Tag Archives: coronavirus

Fear and facts in decision-making

In talking about making difficult decisions (when Rachel Muers and I ran a Woodbrooke course on this recently), one of the things we talked about repeatedly was that difficult decisions are sometimes only partly difficult decisions – they are very often decisions which involve difficult relationships. And when a decision which needs to be made makes a relationship difficult, we identified fear as a frequent component in the problem.

I want to start by saying that I don’t think it’s bad to feel fear. When I was a school fear was something one could be bullied for – being a scaredy-cat, being timid, being shy – and the pressure not to show fear came strongly from adults as well as a children. (In fact, it’s embedded in that classic and often ineffective coping-with-bullying advice, “ignore them and they’ll go away”. Not showing fear or any other emotion is integral to that strategy.) I think this is probably a mistake. Fear, like other emotions, gives us information – not necessarily about the situation itself, because our assessment may be mistaken, but about our assessment of it. “Feel the fear and do it anyway”, as in the book title, may be a more helpful approach. Perhaps, more precisely, “Feel your fear and use it as part of a wider consideration of whether or not the thing is worth your while doing it”. I don’t think that’ll catch on as a self-help book title, though!

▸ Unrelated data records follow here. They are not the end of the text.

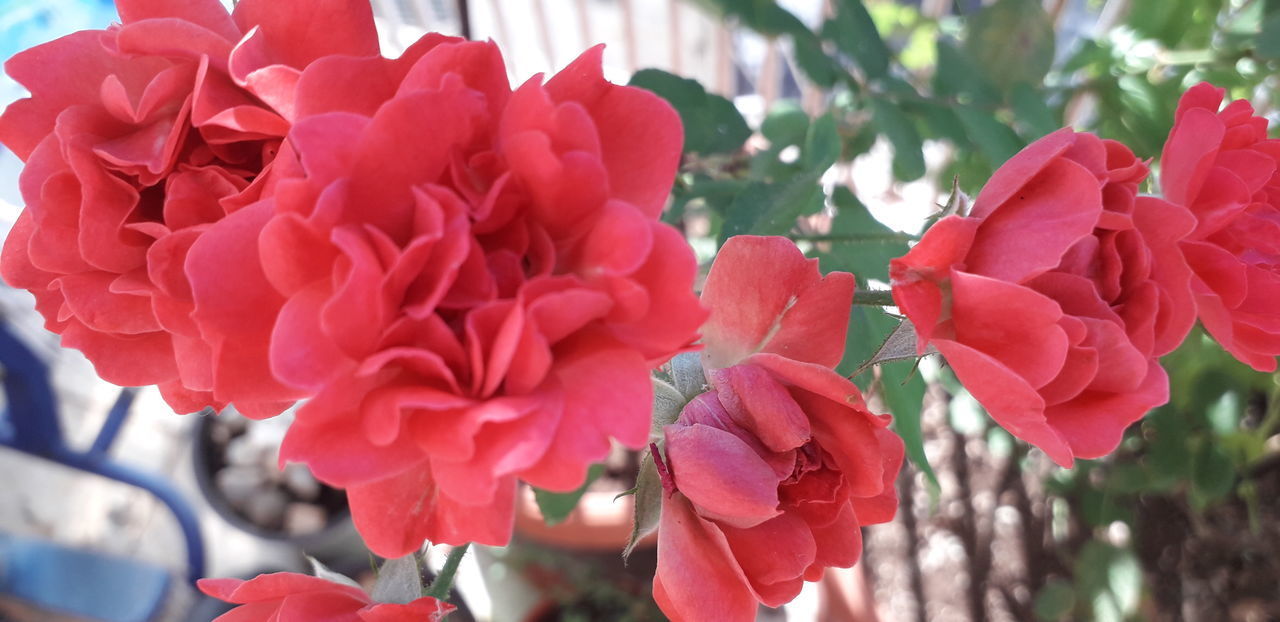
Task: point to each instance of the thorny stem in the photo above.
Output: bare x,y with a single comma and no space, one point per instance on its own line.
874,297
443,584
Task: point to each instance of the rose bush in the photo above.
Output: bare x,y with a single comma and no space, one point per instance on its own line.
772,472
1054,297
1223,168
287,597
136,140
471,279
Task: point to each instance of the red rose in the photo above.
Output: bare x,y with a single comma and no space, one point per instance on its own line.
287,597
472,282
775,470
136,140
1223,167
1054,298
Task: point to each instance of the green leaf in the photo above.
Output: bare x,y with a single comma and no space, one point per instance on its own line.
904,394
1267,45
1109,581
867,329
821,145
1013,41
786,124
1168,453
900,131
1055,600
557,506
1032,113
899,346
993,138
667,403
942,122
854,31
867,246
771,209
712,123
1212,471
648,503
1224,415
398,581
958,77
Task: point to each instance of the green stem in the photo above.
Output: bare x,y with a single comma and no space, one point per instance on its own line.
443,582
874,297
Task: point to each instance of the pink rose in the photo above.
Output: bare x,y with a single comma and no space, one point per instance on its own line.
1223,167
772,474
287,597
137,138
1054,298
472,282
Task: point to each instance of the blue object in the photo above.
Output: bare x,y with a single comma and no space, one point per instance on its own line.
95,585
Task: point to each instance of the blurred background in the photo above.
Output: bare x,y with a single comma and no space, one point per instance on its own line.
842,124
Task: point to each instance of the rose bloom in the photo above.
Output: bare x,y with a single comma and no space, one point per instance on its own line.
1054,297
472,282
136,138
772,474
287,597
1223,167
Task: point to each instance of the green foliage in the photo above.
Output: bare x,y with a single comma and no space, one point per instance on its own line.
712,124
1013,41
984,85
1107,582
557,506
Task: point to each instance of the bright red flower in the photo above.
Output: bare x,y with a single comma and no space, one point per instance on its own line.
136,140
777,467
1054,297
288,597
472,282
1223,167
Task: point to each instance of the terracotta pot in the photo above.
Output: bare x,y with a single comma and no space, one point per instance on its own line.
599,524
845,595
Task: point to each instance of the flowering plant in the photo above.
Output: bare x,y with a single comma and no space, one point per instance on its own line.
470,287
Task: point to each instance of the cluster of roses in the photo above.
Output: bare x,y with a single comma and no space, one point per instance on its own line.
467,284
1054,298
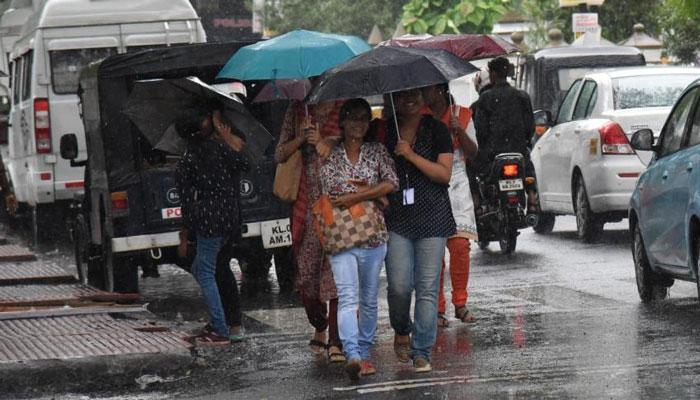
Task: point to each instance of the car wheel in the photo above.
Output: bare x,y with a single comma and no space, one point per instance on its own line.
650,285
588,225
545,224
509,242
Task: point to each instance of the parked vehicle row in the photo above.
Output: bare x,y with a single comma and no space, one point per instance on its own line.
584,164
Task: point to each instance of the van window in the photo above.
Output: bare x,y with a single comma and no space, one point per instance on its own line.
66,66
27,75
584,100
568,103
16,76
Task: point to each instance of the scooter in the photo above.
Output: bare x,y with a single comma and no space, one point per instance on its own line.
503,202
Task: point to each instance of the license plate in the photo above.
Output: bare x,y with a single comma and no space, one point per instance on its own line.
277,233
510,184
171,213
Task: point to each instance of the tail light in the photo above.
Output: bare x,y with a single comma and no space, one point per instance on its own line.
613,139
42,126
511,171
120,204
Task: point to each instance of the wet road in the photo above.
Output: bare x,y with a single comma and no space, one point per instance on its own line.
559,319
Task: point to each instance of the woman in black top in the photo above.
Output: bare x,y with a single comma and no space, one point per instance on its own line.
209,184
419,219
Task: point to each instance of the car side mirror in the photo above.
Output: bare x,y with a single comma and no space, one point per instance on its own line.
4,131
643,140
543,121
69,146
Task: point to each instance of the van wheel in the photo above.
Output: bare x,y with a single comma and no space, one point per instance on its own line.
284,268
79,234
545,224
650,285
588,225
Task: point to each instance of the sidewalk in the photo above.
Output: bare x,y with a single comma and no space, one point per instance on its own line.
55,331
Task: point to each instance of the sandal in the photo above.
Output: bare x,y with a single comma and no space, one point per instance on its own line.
463,314
211,339
443,322
317,347
335,355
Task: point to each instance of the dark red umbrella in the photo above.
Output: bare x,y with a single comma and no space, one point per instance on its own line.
465,46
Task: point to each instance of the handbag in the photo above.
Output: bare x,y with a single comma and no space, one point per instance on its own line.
287,177
340,229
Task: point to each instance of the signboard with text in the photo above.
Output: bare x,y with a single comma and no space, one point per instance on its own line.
584,22
575,3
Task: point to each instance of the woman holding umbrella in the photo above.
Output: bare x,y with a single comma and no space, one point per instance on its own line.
456,118
308,129
419,219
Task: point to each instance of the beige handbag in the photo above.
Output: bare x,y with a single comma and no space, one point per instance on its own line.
287,177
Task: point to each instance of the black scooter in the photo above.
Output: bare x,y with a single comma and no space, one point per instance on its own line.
503,202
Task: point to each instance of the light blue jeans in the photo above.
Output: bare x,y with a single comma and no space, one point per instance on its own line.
204,271
414,265
356,273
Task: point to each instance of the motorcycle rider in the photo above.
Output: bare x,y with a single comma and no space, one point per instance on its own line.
504,123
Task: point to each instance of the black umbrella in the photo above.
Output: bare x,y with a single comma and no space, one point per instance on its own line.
154,105
386,70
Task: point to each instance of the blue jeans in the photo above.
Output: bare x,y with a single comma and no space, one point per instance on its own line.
356,274
414,265
204,271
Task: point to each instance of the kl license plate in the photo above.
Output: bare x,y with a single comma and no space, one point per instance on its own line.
510,184
171,213
277,233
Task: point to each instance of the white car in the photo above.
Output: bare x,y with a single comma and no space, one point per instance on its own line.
584,163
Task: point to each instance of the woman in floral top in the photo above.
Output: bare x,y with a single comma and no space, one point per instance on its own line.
354,172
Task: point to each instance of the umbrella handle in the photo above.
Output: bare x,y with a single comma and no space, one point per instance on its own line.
393,112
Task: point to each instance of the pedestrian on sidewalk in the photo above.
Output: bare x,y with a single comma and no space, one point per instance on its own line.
419,219
209,184
357,173
456,118
313,130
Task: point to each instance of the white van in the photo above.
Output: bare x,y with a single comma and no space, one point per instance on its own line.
59,39
11,23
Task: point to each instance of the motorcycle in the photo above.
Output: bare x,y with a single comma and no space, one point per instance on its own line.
503,202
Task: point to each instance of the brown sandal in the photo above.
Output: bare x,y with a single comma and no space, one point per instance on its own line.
443,322
463,314
335,355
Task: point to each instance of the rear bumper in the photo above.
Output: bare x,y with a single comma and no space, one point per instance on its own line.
169,239
610,182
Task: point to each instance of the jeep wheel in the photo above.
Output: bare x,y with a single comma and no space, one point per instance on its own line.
650,285
588,225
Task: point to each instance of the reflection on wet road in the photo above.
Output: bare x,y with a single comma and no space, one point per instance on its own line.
559,319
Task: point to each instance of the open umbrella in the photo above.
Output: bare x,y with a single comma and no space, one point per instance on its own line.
285,89
295,55
386,70
154,105
465,46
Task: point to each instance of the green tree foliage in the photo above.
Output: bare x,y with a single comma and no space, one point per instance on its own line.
355,17
452,16
680,23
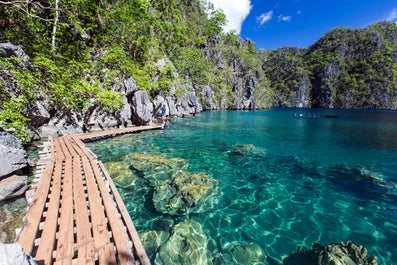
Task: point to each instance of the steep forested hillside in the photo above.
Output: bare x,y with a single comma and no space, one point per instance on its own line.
79,64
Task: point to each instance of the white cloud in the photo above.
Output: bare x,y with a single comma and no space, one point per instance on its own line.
264,18
235,10
392,15
284,18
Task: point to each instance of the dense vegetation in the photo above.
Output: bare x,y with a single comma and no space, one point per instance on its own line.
79,49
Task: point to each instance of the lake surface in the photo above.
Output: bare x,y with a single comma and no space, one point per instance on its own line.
275,181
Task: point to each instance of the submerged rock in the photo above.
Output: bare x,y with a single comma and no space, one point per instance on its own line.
121,174
242,253
187,245
157,169
332,254
245,149
186,193
152,240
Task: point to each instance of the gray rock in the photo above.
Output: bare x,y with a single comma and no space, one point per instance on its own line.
13,186
63,124
12,155
98,119
332,254
9,49
13,254
142,108
38,113
189,104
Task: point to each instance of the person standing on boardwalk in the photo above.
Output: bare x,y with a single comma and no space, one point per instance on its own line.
166,122
163,112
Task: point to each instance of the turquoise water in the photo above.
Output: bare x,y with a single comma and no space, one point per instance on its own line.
282,181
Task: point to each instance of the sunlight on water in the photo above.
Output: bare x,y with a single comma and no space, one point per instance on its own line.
250,187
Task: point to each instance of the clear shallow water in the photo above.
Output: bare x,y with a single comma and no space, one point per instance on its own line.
284,181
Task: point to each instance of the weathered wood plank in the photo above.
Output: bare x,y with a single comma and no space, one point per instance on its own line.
123,244
138,246
74,211
48,236
33,217
65,242
84,238
98,218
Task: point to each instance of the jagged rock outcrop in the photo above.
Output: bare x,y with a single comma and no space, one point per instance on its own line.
332,254
186,245
9,49
12,254
12,154
13,186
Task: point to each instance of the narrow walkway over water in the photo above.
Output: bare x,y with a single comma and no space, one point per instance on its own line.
77,215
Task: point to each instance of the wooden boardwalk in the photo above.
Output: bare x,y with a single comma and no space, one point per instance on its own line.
77,215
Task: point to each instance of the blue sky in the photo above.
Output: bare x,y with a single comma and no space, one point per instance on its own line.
272,24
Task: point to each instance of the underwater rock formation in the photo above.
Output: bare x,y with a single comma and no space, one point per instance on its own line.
152,240
157,169
332,254
242,253
121,174
187,245
245,149
185,193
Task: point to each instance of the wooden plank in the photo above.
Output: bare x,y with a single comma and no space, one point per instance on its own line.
84,239
48,236
98,218
123,245
65,242
33,217
138,246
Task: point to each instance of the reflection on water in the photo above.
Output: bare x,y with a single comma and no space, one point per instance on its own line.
249,187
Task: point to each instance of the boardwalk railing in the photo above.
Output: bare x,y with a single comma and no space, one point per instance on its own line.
77,215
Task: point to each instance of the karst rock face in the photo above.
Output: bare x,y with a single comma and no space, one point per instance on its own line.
333,254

Thinking about the decisions which might need to be made in a Quaker community specifically, we considered a situation in which a meeting might want to make a policy about what food is acceptable at shared meals. Sometimes this is obvious – a local ban on ingredients to which someone in the community has a life-threatening allergy. Sometimes this can be a matter of compromise – aim to bring things which meet most people’s dietary needs, even if not everyone can eat everything. Fear around those questions might focus on fear of being or making someone ill unnecessarily, fear of upsetting and excluding, or fear of making a mistake.

This issue can also touch on questions which go beyond the practical to matters of principle and livelihood. For example, some in the community might be committed to making food choices based on sustainability. This comes to affect the community when they eat together. They might have different understandings of what eating sustainably actually means or what should be the top priority – vegan? local? organic? There might be fear around the topic of climate change, both for those who have made such commitments and those who haven’t or have focused their work on the issue somewhere else. There might be an existential threat, the fear that a change attacks the very core of your way of living: this can happen anyway with food, and even more so if people in the community are involved in food production. (In the story we used for teaching, we made this especially dramatic by imagining that a member of the meeting was a dairy farmer – it might not always be that obvious, but lots of us are invested, financially or emotionally, in the current systems of food production.) For some, changing eating patterns have health implications, and those interactions can be intensely complicated. Food is also cultural; changing ways of eating can mean letting go of traditional dishes and childhood meals, and while this might be welcome, easy, or at least possible for some people at some times, it’s inappropriate, difficult, or impossible for others.

So far, so dismal! Fear is real and important and needs to be addressed. What can we do? In conflict and emotion avoidant cultures, there is a strong tendency to ignore it – to try and put off the decision, or talk around the topic in terms sufficiently vague or abstract that nobody has to discuss their real feelings, or to be dismissive. In particular, I sometimes see people who have made a specific dramatic lifestyle change dismissing those who haven’t or can’t as lazy or ignorant. I don’t think this is helpful; it might be better to acknowledge both that there may be other factors which aren’t being discussed (like emotions and personal circumstances) and that we can just disagree. Faced with the same set of facts, people may have come to different conclusions.

If that’s what is happening, repeating the same facts won’t change any minds, and making people feel guilty or annoyed won’t help either. In a community setting, it might be possible to check that everyone is working from the same set of facts – sharing and testing the sources you are working from – and to get into the deeper levels of the issue, too. This takes time and effort (in our discussions of process, we also talked about cases where it might not be possible to do this work and it’s better to say so rather than do it badly). How do we share the facts we think are important? It’s tempting to circulate lots of information in a written form, but this doesn’t always reach people or explain¬†why some people identify one fact as important or striking and others don’t find it relevant or as significant. Within a Quaker community, can we find ways to share facts and their practical and emotional impact? There are lots of possibilities, and this is one of the purposes of a threshing meeting.

I wrote this post a couple of days ago and have hesitated over whether to publish it now. There is a lot of fear around at the moment about the coronavirus. People are sharing facts and their reactions to facts – and governments around the world are trying to take decisions which are difficult in just these ways, affecting relationships, involving some necessary but difficult changes in order to avoid other tragic effects, with all the options likely to harm people and their livelihoods in complex ways, and all under a lot of time pressure. Not everyone can be involved in the decision making, so we have to trust those who are – which is harder when they have been elected in a competitive system and are consequently the disliked ‘other lot’ to a whole section of the community. I’ll be thinking of all those affected, by the virus directly and by the measures against it, and those doing the research and taking the decisions.